LVMH rachète les diamants de Tiffany pour 14,7 milliards d’euros. Le géant du luxe français renforce sa présence aux Etats-Unis et sa position dans les bijoux haut de gamme. LVMH signe ici la plus grosse acquisition depuis sa création en 1987 et la plus importante opération de rachat dans le secteur. Bernard Arnault est déjà un poids lourd du marché de la joaillerie. Il a réalisé 4,1 milliards d’euros de ventes en 2018, grâce à ses bagues Chaumet, ses parures Fred et, surtout, grâce aux collections de Bulgari, marque italienne rachetée en 2011. Le patron de LVMH, ami de Macron et de Trump pèse 204 milliards d’euros sur la place boursière.

Non loin de là, en notre belle France, les Restos du cœur ouvrent leur portes pour la 35 ème campagne d’hiver. On attend plus de 900.000 personnes dont 30.000 bébés de moins de 12 mois. Oui, vous avez bien lu, 30.000 bébés vont maintenant aux Restos du cœur. Mais où est donc passée la patrie des Droits de l’Homme ? A l’évocation de cette sinistre réalité, me reviennent en mémoire ces phrases terribles de Saint-Exupéry écrites en 1939. Au cours d’un voyage en train vers l’Est, Saint-Exupéry est émerveillé par le visage d’un enfant qui semble riche de toutes les promesses. Mais il comprend vite que la misère ambiante aura raison de ces virtualités. Et c’est en pensant à tous ces enfants broyés par le destin qu’il écrit : « Mais il n’est point de jardinier pour les hommes. Mozart enfant sera marqué comme les autres par la machine à emboutir. Mozart fera ses plus hautes joies de musique pourrie dans la puanteur des cafés-concerts. Mozart est condamné. Ce qui me tourmente, les soupes populaires ne le guérissent point. Ce qui me tourmente, ce ne sont ni ces creux, ni ces bosses, ni cette laideur. C’est un peu, dans chacun de ces hommes, Mozart assassiné. »

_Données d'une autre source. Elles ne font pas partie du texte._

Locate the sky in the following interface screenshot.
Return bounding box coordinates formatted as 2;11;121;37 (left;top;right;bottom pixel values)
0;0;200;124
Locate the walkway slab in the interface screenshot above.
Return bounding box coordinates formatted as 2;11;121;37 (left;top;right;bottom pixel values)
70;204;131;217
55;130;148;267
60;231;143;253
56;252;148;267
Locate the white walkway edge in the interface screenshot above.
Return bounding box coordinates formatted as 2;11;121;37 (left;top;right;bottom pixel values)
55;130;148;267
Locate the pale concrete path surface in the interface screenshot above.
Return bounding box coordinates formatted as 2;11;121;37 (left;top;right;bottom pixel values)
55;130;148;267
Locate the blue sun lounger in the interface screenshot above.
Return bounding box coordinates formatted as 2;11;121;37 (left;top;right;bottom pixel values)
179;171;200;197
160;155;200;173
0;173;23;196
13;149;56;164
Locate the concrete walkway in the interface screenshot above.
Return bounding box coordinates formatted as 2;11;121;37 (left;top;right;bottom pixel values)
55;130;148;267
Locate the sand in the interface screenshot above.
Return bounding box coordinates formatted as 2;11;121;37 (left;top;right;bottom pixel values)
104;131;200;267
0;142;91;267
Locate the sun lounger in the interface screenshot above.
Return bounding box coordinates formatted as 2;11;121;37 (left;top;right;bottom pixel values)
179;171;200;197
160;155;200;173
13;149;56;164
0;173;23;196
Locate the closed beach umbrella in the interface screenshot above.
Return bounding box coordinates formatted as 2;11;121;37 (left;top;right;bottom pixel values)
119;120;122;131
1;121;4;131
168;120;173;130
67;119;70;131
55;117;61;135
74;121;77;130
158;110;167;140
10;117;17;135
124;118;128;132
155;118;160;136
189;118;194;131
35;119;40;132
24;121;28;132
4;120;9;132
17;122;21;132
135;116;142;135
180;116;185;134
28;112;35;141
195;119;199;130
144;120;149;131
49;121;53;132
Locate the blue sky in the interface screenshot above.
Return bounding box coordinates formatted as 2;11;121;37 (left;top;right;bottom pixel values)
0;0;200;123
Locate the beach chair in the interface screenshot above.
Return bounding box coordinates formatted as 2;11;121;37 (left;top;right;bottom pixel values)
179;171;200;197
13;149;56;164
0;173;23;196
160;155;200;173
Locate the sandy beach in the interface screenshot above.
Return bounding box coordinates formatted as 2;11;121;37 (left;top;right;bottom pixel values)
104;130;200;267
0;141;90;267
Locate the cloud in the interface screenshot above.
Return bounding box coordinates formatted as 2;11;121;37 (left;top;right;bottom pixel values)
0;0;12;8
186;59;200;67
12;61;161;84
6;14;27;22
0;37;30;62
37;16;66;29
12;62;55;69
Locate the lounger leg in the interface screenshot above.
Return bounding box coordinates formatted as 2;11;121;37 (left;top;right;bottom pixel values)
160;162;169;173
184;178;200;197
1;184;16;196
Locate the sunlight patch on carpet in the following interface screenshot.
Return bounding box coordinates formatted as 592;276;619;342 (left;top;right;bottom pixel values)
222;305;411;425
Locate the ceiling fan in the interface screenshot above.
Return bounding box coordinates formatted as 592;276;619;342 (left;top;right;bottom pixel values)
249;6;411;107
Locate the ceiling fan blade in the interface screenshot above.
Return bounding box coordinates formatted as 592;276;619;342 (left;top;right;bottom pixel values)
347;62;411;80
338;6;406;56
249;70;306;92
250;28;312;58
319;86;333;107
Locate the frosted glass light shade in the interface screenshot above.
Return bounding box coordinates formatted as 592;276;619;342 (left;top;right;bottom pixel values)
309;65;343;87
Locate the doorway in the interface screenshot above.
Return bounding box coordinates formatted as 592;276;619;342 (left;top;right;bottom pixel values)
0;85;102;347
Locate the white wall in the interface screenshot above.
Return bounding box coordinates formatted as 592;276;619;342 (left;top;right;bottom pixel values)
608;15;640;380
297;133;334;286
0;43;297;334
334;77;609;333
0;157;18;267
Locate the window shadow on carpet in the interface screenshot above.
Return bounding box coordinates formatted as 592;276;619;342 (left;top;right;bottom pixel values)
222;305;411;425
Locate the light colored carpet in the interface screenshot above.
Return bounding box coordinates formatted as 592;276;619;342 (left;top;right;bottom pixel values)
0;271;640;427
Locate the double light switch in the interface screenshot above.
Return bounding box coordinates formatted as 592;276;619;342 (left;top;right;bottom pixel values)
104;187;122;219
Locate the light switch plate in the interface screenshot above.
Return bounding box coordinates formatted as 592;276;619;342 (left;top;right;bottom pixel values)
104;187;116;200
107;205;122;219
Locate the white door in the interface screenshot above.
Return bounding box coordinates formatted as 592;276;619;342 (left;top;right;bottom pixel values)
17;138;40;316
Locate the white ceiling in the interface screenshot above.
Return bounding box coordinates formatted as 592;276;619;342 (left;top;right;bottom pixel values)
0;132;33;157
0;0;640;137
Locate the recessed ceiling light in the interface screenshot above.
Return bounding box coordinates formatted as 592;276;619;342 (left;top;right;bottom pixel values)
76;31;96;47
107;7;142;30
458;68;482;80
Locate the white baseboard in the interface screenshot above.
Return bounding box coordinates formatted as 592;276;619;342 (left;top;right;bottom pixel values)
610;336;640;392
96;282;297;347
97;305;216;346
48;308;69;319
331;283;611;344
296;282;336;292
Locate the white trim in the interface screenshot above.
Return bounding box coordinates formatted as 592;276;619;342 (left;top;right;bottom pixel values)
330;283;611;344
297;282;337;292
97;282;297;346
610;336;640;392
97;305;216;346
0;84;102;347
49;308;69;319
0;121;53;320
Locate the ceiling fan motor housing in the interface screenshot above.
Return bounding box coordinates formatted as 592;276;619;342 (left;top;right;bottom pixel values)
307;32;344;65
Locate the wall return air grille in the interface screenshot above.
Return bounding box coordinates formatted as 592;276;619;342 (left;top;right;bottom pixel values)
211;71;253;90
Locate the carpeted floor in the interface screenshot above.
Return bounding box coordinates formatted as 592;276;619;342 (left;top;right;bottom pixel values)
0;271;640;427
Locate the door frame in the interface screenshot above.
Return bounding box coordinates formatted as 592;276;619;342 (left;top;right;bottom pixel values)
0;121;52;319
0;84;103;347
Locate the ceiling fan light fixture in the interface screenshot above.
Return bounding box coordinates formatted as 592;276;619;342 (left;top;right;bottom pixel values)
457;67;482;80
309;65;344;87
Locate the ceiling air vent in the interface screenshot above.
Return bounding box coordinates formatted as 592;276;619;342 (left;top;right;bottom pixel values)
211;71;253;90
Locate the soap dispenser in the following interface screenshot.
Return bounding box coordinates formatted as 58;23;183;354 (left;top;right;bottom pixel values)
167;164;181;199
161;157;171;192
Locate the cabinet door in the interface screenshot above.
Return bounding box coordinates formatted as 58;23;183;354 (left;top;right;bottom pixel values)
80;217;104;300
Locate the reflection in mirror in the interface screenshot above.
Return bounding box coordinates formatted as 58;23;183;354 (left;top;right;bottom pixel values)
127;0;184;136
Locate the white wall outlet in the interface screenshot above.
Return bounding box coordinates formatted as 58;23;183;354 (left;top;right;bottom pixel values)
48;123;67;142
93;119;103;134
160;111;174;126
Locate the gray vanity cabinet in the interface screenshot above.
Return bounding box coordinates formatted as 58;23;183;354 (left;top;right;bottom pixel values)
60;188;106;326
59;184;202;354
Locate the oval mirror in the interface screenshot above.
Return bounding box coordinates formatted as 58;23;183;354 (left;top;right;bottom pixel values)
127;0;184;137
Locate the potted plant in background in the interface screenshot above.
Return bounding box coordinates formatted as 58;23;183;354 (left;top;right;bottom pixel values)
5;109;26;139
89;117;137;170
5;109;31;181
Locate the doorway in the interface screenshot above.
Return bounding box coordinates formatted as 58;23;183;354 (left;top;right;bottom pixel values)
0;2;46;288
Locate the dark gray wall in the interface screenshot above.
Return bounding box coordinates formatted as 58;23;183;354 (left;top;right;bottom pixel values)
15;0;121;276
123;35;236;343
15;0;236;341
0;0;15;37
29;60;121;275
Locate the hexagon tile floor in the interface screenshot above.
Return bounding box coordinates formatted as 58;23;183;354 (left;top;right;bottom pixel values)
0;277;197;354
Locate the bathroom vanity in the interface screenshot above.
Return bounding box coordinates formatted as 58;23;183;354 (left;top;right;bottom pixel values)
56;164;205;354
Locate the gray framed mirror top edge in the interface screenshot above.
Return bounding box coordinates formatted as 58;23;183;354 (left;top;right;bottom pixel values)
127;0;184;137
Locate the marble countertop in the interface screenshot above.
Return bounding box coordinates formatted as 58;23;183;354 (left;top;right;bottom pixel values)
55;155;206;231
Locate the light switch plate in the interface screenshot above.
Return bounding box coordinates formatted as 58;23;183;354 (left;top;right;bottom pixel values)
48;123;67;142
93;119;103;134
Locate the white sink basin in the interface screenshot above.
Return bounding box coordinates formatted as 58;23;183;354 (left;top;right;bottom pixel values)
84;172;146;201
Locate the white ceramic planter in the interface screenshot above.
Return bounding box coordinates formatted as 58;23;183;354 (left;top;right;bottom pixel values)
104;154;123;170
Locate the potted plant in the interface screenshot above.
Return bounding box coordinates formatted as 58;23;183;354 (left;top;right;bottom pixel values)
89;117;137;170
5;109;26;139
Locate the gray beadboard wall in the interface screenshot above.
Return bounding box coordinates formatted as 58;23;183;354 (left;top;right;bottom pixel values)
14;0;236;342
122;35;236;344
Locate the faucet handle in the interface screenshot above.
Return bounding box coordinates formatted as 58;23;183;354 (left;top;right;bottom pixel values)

Terrible constat, encore plus vrai aujourd’hui, quand s’exacerbent à ce point les inégalités. La fable du ruissellement est un conte pour endormir les crédules. Nous ne sommes pas dans le même camp que monsieur Bernard Arnault et c’est la raison pour laquelle le 5 décembre avec des centaines de milliers de salariés nous crierons haut et fort dans les rues, de Paris à Perpignan, notre exigence d’une juste redistribution des richesses. Tous les bijoux du monde ne vaudront jamais, ni l’espérance d’un nouveau-né, ni la dignité de ses aînés.